With the p-values of the imputed SNPs, i-GSEA4GWAS claimed 1,070 GO terms as significant, almost 40-fold more than GSA-SNP, which yielded only 27 terms. Even with the p-values of the original unimputed SNPs, i-GSEA4GWAS produced about 4.6 times more terms than GSA-SNP (283 vs. 61). It appears that i-GSEA4GWAS unrealistically produced too many hits (about 1/3 of the input GO terms), hampered by the high proportion of false positives. This trend was much more pronounced with GO than KEGG, probably due to the more redundant nature of GO than KEGG.

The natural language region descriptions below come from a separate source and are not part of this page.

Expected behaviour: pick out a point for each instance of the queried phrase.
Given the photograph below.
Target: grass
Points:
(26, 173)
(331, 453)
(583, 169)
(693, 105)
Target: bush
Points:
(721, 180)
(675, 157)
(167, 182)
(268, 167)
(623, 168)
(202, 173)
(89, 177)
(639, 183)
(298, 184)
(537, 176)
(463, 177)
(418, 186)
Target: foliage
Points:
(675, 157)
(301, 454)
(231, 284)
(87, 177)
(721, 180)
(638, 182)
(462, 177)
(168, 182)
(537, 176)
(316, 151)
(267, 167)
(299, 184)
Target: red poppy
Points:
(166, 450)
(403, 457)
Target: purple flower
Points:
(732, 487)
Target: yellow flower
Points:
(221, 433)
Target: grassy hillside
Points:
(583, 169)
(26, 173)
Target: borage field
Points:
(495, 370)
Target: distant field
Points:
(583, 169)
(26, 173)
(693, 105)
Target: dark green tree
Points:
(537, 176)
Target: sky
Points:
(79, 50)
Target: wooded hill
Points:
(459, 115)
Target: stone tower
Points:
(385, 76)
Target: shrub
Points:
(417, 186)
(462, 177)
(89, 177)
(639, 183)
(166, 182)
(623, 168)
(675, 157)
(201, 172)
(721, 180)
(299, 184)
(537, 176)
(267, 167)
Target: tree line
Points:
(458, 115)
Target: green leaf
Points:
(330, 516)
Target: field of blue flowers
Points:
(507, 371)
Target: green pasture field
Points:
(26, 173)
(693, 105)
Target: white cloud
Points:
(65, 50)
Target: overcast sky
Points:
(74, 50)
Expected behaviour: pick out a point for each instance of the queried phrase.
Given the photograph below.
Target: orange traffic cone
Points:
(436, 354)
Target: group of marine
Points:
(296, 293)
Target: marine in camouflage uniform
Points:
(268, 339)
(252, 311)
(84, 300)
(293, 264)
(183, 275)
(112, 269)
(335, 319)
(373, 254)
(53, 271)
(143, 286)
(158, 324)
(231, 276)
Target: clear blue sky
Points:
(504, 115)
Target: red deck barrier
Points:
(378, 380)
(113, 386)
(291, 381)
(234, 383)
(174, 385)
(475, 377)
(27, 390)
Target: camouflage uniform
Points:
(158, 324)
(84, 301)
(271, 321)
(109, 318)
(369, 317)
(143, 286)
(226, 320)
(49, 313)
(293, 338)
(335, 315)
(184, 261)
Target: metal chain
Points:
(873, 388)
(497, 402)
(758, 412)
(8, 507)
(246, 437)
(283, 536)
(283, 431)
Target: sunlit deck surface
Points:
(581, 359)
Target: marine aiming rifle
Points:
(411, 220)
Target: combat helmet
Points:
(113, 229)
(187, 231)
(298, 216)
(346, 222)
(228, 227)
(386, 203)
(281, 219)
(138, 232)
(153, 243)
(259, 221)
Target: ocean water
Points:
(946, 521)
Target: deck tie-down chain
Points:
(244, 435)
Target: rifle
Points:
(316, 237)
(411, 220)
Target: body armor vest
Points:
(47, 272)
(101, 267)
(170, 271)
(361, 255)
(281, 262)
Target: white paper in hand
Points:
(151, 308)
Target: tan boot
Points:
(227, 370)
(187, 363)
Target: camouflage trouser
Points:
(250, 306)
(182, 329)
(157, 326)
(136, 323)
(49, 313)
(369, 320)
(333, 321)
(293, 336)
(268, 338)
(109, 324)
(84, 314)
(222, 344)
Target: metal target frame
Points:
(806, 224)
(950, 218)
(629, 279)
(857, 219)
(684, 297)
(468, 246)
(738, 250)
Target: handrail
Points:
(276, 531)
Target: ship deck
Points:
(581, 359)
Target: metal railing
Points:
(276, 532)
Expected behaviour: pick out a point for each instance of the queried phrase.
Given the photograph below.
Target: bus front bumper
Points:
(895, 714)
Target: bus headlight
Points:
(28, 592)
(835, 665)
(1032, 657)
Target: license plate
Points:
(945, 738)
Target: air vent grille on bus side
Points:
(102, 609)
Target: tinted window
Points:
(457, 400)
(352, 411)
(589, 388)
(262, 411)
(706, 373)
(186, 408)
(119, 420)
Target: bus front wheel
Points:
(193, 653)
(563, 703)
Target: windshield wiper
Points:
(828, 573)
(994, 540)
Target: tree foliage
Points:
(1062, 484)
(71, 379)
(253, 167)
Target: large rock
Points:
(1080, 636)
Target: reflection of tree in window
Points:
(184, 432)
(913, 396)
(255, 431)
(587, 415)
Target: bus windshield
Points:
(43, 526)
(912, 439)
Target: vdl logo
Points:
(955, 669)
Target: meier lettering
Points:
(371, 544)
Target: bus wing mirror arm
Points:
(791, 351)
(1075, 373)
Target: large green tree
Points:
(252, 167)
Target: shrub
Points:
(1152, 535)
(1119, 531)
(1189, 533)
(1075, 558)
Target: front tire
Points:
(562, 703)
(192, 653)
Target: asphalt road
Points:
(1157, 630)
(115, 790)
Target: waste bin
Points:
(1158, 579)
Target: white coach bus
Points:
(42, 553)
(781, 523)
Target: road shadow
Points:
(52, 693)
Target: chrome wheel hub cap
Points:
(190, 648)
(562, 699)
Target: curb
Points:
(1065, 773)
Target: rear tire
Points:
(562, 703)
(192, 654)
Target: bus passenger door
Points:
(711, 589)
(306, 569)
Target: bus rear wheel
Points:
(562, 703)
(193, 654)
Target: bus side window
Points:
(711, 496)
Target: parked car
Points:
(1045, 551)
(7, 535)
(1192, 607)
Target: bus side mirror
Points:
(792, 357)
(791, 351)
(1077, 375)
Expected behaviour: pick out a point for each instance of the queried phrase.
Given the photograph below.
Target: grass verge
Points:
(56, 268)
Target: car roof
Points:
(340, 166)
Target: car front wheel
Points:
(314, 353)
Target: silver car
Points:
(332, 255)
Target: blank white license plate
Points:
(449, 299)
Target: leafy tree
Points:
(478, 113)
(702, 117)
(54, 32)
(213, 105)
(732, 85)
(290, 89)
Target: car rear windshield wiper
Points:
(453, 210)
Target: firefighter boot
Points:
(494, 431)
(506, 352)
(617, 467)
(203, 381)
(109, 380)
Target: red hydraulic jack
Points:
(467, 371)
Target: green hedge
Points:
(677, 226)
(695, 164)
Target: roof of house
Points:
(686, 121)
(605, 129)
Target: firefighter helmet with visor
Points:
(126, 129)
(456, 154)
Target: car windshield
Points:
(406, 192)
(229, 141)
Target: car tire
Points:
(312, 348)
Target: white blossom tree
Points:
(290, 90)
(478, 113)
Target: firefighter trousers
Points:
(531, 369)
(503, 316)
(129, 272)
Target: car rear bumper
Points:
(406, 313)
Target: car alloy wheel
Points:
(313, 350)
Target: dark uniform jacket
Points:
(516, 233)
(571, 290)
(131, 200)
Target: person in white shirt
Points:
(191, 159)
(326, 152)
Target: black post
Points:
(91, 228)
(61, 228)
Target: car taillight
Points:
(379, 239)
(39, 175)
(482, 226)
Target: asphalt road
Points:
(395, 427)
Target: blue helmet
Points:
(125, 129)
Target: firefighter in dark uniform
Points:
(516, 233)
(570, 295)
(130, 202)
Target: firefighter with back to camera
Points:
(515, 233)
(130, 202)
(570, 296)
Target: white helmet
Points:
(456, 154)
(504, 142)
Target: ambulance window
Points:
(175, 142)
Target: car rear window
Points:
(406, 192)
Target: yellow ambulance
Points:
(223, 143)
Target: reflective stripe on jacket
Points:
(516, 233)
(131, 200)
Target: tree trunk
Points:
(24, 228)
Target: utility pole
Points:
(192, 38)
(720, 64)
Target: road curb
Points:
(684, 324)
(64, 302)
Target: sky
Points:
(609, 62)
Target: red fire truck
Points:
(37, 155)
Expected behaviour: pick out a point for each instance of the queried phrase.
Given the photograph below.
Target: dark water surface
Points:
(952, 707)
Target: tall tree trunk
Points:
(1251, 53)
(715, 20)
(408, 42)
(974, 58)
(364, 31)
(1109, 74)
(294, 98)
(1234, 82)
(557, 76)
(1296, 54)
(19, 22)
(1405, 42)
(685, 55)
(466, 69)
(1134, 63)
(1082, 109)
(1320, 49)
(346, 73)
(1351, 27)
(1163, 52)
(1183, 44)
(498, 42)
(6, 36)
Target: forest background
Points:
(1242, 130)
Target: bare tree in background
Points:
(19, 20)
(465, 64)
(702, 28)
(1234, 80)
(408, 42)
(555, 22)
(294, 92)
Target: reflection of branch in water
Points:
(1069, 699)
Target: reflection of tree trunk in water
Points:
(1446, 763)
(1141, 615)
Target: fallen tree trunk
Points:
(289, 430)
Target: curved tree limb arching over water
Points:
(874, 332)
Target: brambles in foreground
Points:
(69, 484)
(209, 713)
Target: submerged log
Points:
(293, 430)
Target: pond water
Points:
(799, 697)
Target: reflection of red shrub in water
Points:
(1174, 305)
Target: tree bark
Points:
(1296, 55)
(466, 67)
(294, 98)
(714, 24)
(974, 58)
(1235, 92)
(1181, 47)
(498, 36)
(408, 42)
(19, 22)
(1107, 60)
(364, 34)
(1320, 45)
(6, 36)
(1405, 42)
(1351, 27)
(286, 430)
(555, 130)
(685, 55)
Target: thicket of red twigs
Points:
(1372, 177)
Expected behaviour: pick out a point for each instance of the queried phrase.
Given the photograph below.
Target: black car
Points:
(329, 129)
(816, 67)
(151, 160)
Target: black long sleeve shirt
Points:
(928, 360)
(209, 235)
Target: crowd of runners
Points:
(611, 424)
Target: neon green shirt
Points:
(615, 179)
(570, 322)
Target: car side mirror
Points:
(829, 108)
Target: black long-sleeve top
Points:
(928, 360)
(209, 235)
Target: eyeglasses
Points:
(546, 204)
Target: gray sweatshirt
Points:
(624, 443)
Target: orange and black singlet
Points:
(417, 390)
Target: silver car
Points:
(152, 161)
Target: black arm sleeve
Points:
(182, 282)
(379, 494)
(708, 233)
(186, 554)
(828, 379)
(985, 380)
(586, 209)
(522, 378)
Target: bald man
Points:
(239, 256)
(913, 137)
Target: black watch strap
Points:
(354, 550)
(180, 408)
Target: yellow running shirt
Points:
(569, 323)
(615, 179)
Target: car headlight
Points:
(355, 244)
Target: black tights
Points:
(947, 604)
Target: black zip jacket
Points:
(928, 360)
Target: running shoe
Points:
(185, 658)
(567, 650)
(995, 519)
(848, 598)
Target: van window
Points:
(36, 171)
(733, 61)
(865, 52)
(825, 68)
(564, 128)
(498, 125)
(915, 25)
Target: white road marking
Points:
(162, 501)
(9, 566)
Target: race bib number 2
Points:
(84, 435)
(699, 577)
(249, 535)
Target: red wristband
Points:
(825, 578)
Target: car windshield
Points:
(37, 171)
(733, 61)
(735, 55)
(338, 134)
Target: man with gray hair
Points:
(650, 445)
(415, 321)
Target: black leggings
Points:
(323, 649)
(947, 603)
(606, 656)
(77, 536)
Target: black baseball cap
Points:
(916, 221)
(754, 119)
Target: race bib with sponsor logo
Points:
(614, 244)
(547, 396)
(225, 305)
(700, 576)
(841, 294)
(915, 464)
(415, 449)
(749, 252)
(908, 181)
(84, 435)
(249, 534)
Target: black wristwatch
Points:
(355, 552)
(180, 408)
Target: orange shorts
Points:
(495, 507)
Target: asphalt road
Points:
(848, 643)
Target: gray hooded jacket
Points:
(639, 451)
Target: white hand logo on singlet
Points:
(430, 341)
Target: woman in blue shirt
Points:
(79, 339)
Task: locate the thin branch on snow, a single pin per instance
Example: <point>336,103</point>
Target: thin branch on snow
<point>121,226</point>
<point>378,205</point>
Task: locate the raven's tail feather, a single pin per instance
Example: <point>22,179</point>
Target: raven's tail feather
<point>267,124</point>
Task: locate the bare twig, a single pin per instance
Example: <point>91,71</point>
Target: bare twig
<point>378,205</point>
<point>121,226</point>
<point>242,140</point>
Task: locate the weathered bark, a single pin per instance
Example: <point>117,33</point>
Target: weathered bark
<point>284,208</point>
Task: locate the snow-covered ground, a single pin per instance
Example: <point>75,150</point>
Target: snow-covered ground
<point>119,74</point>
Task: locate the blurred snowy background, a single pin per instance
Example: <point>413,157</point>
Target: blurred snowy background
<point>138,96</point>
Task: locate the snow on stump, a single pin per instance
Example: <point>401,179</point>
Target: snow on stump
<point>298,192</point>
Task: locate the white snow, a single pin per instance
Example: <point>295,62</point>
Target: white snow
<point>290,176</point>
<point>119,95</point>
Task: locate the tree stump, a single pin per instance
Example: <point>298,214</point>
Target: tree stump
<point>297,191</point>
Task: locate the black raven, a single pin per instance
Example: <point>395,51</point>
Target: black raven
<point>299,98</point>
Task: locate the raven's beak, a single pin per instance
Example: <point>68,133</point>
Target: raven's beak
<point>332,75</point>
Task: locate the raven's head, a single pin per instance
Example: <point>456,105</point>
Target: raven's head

Unlike GSA-SNP, which reported fewer hits with the imputed dataset than the unimputed one, i-GSEA4GWAS produced about 5 times more hits with the former than the latter. Why did i-GSEA4GWAS perform even more poorly with the imputed dataset that should be more ideal in terms of marker density than the unimputed one? i-GSEA4GWAS assigns the best p-value to a gene and evaluates the gene set score by comparing the distribution of gene scores (-logP) of a gene set to that of all gene scores. The significance of the gene set score is estimated by the FDR, which compares the unpermuted distribution of the gene set scores with that of the gene set scores generated from a number of SNPpermuted datasets. The gene set score is multiplied by a factor, k/K, where k represents the proportion of so-called 'significant' genes within the gene set and K represents the proportion of 'significant' genes of all genes. i-GSEA4GWAS defines the 'significant' genes as those that are mapped with at least one 'top 5%' SNP. This step is a unique feature of i-GSEA4GWAS, which has the prefix 'i' in its name. Generally, an imputed dataset has much higher marker density than the corresponding unimputed one (4.45-fold difference in our case). The so-called 'top 5%' SNPs will be more with the imputed dataset than the unimputed one (again, a 4.45-fold difference in our case). This corresponded to p-value cutoff of 0.047 in our case. The number of so-called 'significant' genes does not increase as much as the increase in the marker density: from 2,967 genes for the unimputed dataset to 4,156 genes for the imputed one in our case. The concept of augmenting gene set scores by the proportion of 'significant' genes may be useful, as demonstrated previously in comparison with GSEA [5, 14]. However, the 'top 5%' threshold used by i-GSEA4GWAS may be too high, inflating the false positive rates. This inflation may be more pronounced with an imputed dataset - 1,000 more genes were treated as 'significant' with our imputed dataset than with the unimputed one. Probably, this is one of the main reasons for the particularly poor performance of i-GSEA4GWAS with the imputed dataset.

Discussion

GSA is useful method in interpreting the result from a GWAS. A systematic evaluation of its performance is of paramount interest to the GWAS community, as the method is getting popular. Here, we compared the performance of two such methods using the common datasets and gene set databases. While GSA-SNP behaved predictably, i-GSEA4GWAS produced too many hits for most of the test settings. For example, i-GSEA4GWAS reported 3.8- and 6.5-fold more hits, respectively, for GO and KEGG, with the imputed dataset than with the unimputed one. Imputation is such a useful practice that augments the power of a genotype dataset, and ideally, gene set analyses can benefit from it. Our study warns that one must be cautious in applying i-GSEA4GWAS to an imputed dataset. As we pinpointed above concerning the 'top 5%' threshold as the potential cause of the high hit rates of i-GSEA4GWAS, it would be interesting to re-evaluate its performance with lower thresholds. Currently, the threshold is not available for the users to change it. It would have been better if the user could choose it at will. For GSA-SNP, we recommend using an imputed dataset if at all possible. GSA-SNP allows the user to choose k in assigning the k-th best p-value to a gene. We recommend using k = 2 instead of k = 1, as the latter inflates the scores for some genes, diminishing the power of GSA.